Ngarluma-Yaburara people are constructing stone walls and using them like terrace gardens, making it easier to grow and harvest crops.

They’re located across the country here and can be used to grow yams, native tomatoes, carrots and bush potatoes.

Bush potatoes can be difficult to harvest where they naturally grow, so these walls act like a big pot plant, keeping the top soil in the one place that’s easy to access.

They allow people to harvest the crop from underneath rather than pulling them out of the ground.

Women would also farm native tomatoes, germinating seeds from previous years, and throw them down on flat areas after the men had burned off.

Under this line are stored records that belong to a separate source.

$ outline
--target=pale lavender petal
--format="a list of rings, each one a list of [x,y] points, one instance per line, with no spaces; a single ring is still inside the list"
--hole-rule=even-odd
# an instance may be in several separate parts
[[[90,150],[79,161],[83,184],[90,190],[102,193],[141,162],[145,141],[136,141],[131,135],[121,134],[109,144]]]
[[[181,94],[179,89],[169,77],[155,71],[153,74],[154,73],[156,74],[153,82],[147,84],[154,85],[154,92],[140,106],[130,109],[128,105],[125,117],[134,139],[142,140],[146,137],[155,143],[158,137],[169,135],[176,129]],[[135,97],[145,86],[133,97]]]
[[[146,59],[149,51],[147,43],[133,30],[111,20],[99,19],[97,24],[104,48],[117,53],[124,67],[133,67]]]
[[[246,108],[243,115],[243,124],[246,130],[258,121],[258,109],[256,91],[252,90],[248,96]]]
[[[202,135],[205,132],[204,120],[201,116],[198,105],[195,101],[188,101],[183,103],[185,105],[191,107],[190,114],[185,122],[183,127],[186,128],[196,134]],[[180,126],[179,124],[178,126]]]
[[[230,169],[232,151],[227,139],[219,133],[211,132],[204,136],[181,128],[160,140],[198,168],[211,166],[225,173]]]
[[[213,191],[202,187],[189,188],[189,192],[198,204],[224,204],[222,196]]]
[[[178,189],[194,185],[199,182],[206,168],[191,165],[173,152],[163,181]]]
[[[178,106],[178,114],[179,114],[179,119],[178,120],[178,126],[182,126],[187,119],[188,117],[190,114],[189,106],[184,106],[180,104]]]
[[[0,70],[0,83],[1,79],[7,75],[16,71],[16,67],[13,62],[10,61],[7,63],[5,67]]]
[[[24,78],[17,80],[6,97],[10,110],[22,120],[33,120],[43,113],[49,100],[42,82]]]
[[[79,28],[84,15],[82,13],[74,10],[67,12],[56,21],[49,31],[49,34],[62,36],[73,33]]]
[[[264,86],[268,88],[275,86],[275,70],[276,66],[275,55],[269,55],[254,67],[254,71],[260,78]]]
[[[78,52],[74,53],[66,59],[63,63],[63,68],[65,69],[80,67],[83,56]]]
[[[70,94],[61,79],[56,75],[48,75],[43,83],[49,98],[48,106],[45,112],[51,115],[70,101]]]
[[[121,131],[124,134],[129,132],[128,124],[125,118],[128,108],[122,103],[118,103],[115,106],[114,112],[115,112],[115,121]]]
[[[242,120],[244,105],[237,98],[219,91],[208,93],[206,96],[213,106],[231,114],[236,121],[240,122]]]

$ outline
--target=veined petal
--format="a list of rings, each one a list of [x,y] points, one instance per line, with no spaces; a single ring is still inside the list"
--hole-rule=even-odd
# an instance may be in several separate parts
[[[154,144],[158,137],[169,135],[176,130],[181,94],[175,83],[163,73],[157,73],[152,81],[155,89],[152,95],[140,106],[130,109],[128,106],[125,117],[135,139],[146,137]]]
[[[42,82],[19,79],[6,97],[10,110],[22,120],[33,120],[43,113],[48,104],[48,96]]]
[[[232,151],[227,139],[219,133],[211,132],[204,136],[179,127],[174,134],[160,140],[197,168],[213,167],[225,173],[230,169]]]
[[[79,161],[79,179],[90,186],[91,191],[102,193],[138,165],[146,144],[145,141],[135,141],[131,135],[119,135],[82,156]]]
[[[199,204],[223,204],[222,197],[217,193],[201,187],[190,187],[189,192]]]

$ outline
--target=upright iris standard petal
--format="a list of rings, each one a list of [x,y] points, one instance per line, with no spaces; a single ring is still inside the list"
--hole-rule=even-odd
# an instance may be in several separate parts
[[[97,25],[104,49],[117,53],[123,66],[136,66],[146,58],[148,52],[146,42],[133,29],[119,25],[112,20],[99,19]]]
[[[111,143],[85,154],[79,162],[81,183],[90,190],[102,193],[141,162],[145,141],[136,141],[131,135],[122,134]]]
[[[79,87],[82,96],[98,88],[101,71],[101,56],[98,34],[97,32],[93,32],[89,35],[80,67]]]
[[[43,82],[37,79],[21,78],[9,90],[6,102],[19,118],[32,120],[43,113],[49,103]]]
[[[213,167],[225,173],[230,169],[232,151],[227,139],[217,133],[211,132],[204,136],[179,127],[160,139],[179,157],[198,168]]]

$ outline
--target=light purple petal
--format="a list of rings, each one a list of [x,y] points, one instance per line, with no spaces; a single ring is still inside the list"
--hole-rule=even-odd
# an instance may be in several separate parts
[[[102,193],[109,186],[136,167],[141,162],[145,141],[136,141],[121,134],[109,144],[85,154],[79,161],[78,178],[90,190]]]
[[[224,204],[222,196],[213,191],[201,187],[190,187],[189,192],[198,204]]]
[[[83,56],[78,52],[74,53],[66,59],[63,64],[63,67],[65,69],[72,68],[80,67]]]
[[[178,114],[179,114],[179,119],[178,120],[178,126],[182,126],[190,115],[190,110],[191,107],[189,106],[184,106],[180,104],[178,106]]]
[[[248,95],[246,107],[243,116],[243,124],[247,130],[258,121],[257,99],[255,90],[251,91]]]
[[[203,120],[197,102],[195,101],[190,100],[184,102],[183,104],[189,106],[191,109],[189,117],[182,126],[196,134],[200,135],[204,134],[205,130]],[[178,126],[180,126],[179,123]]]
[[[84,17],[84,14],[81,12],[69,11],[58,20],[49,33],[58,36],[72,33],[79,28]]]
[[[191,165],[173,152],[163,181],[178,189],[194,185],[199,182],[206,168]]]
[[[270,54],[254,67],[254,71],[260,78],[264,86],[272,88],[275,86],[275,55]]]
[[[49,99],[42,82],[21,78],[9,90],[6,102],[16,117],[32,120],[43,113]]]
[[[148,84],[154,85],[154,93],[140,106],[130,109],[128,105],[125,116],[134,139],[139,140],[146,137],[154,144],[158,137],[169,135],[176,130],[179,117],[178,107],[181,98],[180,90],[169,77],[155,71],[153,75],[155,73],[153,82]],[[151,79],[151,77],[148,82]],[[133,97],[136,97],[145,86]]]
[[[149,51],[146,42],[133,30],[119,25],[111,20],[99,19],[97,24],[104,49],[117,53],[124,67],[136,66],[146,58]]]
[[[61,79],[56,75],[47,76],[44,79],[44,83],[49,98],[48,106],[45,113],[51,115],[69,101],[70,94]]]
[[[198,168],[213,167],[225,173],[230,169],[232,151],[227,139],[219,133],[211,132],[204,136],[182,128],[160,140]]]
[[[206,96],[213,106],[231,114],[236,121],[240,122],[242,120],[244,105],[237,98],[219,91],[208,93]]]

They do that in the winter time so that by the time the wet season comes in summer, they have plenty of tomatoes. 

When cooked on coals, they taste like something between a capsicum and green apple.

The stones on the rocky hills around here are also used to build hides that men use while hunting kangaroos and to strategically to catch fish.  

Expansive fish traps are built, 20-30 metres wide and consist of multi-layered weirs, making efficient use of the large tidal movements. 

People went from hunting on the land to being masters of marine hunting, with turtle, fish, dugong, shellfish, mud crab and stingray becoming part of their diet.

But they only take what they need to make sure the supply will still be there for thousands of years to come.